Quand on y regarde plus attentivement, ce qui dérange beaucoup ces manifestants, c’est la présence des LGBTQ+ et de leurs symboles dans l’espace public. La vieille peur de la contagion par l’exposition au Mal. Ils savent bien que les profs ne convertissent pas les écolières à la Religion non binaire…

Mais pour eux, voir le drapeau arc-en-ciel sur le drapeau de l’école de leurs enfants pose problème, c’est de l’embrigadement, c’est de la propagande, c’est de la « sexualisation » des enfants.

Logique des grenouilles de bénitier de 1993 : « Si tu montres à mon adolescent comment utiliser un condom dans un cours d’éducation sexuelle, il va avoir envie de baiser la petite voisine… »

Logique des anti-LGBTQ+ de 2023 : « Si vous dites à mon ado qu’entre les gars et les filles, il y a une minorité de personnes qui ne se sentent pas filles ou gars, mon ado va avoir envie de changer de sexe… »

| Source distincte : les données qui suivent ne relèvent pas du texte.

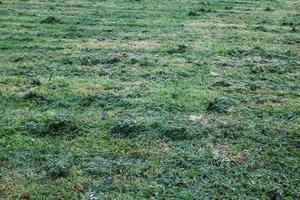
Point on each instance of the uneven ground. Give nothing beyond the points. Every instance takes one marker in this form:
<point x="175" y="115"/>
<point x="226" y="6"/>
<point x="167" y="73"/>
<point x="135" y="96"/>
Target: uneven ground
<point x="123" y="99"/>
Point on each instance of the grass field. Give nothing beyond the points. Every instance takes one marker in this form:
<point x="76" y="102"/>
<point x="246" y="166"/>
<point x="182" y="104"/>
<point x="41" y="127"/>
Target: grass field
<point x="149" y="99"/>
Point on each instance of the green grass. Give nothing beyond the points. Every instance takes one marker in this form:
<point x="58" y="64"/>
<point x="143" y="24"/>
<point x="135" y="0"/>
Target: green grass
<point x="141" y="99"/>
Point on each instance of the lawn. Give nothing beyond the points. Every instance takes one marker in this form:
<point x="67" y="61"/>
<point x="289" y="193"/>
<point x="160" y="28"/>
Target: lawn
<point x="149" y="99"/>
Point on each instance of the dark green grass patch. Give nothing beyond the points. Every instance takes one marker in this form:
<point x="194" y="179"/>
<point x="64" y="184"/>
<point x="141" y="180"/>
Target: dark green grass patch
<point x="124" y="99"/>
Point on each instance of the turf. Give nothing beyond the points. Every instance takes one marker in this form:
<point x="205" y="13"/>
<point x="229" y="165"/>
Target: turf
<point x="149" y="99"/>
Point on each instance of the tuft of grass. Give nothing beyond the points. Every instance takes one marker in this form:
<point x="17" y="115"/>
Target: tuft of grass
<point x="53" y="125"/>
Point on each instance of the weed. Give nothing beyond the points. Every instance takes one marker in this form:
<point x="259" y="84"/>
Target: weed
<point x="220" y="105"/>
<point x="125" y="129"/>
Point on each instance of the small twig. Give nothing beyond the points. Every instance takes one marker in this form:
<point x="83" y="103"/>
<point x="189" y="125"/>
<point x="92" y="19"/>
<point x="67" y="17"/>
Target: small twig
<point x="52" y="73"/>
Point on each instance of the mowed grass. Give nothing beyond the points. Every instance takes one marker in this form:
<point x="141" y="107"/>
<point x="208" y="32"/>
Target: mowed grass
<point x="149" y="99"/>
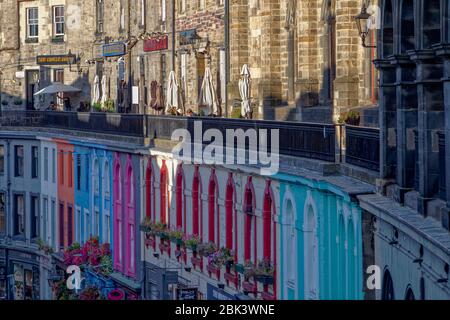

Différentes époques, mêmes délires enracinés dans le religieux.

On aura beau leur dire que le cursus scolaire québécois n’est pas un festival 24/7 d’initiation à l’homosexualité ou à la conversion au transgenrisme, rien n’y fait. On fera témoigner mille profs sur la réalité de ce qui est abordé en classe, ça ne changera rien. Car la machine numérique à radicaliser des esprits fragiles qui a si bien fonctionné pendant la pandémie a recyclé ses messages en désignant tout ce qu’il y a sous le drapeau arc-en-ciel comme la nouvelle menace existentielle.

Et ça marche : des milliers de personnes se présentent un matin de semaine pour « sauver les enfants » comme hier ils voulaient « sauver la démocratie » pendant la pandémie…

Un flash de la manif de Montréal, si vous permettez. Celui d’une femme voilée qui abreuve d’insultes homophobes un type portant un drapeau arc-en-ciel…

PHOTO PATRICK SANFAÇON, ARCHIVES LA PRESSE

Manifestants anti- et pro-LGBTQ+ s’affrontant à Montréal, mercredi

Imaginez le dilemme, ici, pour le fervent multiculturaliste canadien qui a sacralisé chaque pratique religieuse de chaque communauté…

T’es un multiculturaliste canadien qui a toujours sacralisé la pratique religieuse sous toutes ses formes. Quand une femme en burqa a voulu voter sans se dévoiler, t’as lancé des roches à ceux qui disaient qu’elle pourrait quand même, comme tout le monde, voter à visage découvert…

Pis là, dans les rues de grandes villes du pays, tu vois ceux et celles que tu as défendus contre l’intolérance manifester leur propre intolérance contre les gais en les traitant de fags et de tapettes…

Quel bord t’es censé prendre, entre la femme voilée et le type au drapeau arc-en-ciel ?

C’est toute ta conception de la tolérance qui doit en prendre pour son rhume…

Scoop : dans toutes les religions, il y a des cons. Et de tout temps, les plus intensément religieux de nos concitoyens veulent nous ramener en arrière. Même chez les musulmans, très nombreux à essayer d’exorciser du LGBTQ+ dans les rues de nos cités ces jours-ci, sous le couvert de « valeurs traditionnelles ».